Six Essential Customer Service Phrases

  1. “I Don’t Know, but I’ll Find Out for You.”
  2. “I’d Be Frustrated Too.”
  3. “I’d Be Happy to Help You With This.”
  4. “I’ll Send You an Update by [Day or Time].”
  5. “I Really Appreciate You Letting Us Know.”
  6. “Is There Anything Else I Can Help You With?”

10) Recover Well

No matter how hard you try, things will go wrong. It’s a simple fact of life.

But how well you recover from screwups — whether they’re fault or not — often determines whether or not that screwup costs you a customer.

Anytime something goes wrong, I like to remember The Disney Institute’s brilliant H.E.A.R.D. acronym for customer service recovery:

  • Hear: let the customer tell their entire story without interruption. Sometimes, we just want someone to listen.
  • Empathize: Convey that you deeply understand how the customer feels. Use phrases like “I’d be frustrated, too.”
  • Apologize: As long as it’s sincere, you can’t apologize enough.
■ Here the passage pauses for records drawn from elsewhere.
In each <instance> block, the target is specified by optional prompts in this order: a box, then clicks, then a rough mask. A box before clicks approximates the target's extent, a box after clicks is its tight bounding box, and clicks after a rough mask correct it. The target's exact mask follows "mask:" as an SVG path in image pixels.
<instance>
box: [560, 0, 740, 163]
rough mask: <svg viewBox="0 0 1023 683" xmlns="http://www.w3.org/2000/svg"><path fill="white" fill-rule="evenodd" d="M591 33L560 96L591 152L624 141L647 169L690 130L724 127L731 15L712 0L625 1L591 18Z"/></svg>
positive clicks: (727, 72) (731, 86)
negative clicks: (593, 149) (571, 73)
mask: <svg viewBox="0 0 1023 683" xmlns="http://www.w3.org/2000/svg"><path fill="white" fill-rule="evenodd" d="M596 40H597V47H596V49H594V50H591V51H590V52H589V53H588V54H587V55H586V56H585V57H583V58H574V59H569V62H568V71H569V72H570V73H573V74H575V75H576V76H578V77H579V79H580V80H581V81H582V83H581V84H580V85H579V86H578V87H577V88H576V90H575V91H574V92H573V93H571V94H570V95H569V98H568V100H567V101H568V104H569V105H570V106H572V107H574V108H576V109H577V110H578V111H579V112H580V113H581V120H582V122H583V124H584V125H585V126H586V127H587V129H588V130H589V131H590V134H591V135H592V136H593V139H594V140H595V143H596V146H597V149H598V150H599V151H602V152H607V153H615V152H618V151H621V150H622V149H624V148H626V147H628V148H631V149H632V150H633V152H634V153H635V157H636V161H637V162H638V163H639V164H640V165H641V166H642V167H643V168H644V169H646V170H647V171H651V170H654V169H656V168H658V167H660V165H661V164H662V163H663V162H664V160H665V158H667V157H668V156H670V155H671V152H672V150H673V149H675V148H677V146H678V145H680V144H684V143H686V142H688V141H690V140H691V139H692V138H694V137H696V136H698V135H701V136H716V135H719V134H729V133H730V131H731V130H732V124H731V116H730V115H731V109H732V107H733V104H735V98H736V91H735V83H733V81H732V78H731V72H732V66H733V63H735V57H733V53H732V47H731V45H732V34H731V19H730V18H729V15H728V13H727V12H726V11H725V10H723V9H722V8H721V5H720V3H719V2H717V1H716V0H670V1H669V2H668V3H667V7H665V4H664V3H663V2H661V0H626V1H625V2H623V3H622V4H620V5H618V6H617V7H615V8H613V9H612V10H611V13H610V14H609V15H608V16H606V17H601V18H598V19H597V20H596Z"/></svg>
Even if you didn’t do whatever made them upset, you can still genuinely be apologetic for the way your customer feels (e.g., I’m always sorry that a customer feels upset).
  • Resolve: Resolve the issue quickly, or make sure that your employees are empowered to do so. Don’t be afraid to ask the customer: “what can I do to make this right?”
  • Diagnose: Get to the bottom of why the mistake occurred, without blaming anyone; focus on fixing the process so that it doesn’t happen again.

The Three Pillars of Customer Retention

As we’ve covered, there are three keys to customer retention:

  1. Keeping Customers Happy
  2. Reducing Customer Effort
  3. Delivering Excellent Customer Service

By using a mix of retention strategies that cover all three of these, you’ll protect your business from churn and turn your customers today into customers for life.